If you have already had an infertility workup elsewhere and want an independent read on whether the recommended treatment plan is appropriate before choosing a clinic, our free second opinion is available by WhatsApp or in person.
Is there any reason to go to Nagpur rather than local?
Yes — and being honest about this matters. Larger metropolitan centres may appropriately be the right choice when:
- A highly specific sub-specialist is needed (for instance, a urologist for complex surgical sperm retrieval, or a geneticist for PGT interpretation in rare syndromes)
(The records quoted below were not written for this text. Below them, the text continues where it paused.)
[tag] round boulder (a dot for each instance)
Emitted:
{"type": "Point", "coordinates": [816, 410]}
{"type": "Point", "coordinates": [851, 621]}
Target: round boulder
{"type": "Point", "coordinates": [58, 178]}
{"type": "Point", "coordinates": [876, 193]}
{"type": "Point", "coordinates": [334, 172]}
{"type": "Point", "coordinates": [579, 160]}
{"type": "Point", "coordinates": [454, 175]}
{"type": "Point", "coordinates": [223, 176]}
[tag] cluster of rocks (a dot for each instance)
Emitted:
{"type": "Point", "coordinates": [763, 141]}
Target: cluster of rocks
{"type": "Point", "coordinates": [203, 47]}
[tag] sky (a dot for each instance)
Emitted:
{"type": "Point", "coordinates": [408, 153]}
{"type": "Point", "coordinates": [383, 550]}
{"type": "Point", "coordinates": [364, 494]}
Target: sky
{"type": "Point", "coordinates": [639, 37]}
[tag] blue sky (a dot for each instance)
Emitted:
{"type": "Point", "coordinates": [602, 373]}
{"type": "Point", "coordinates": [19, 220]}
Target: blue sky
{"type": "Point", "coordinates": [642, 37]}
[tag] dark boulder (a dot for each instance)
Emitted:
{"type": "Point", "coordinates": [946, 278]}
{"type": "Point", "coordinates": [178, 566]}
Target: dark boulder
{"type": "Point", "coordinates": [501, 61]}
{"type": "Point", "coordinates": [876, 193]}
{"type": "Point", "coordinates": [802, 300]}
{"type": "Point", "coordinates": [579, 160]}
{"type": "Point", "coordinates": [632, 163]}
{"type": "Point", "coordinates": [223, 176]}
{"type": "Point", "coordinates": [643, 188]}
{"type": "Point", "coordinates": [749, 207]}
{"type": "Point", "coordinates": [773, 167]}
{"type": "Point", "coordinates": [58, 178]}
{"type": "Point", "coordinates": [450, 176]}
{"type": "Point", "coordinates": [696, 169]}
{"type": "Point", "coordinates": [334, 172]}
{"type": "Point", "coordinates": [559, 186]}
- A second specialist opinion is sought from a different team independently
- A patient has a medical complexity that warrants a multi-speciality hospital environment alongside the IVF cycle
What these situations have in common is that they are exceptions for specific clinical reasons — not the default for a routine IVF cycle. For the large majority of couples undergoing IVF in Chandrapur, Wardha, Yavatmal, or the surrounding Vidarbha catchment, the clinical requirements of the cycle do not mandate metro travel.
The decision should be made on verified clinical grounds, not on brand recognition or the assumption that distance equals quality.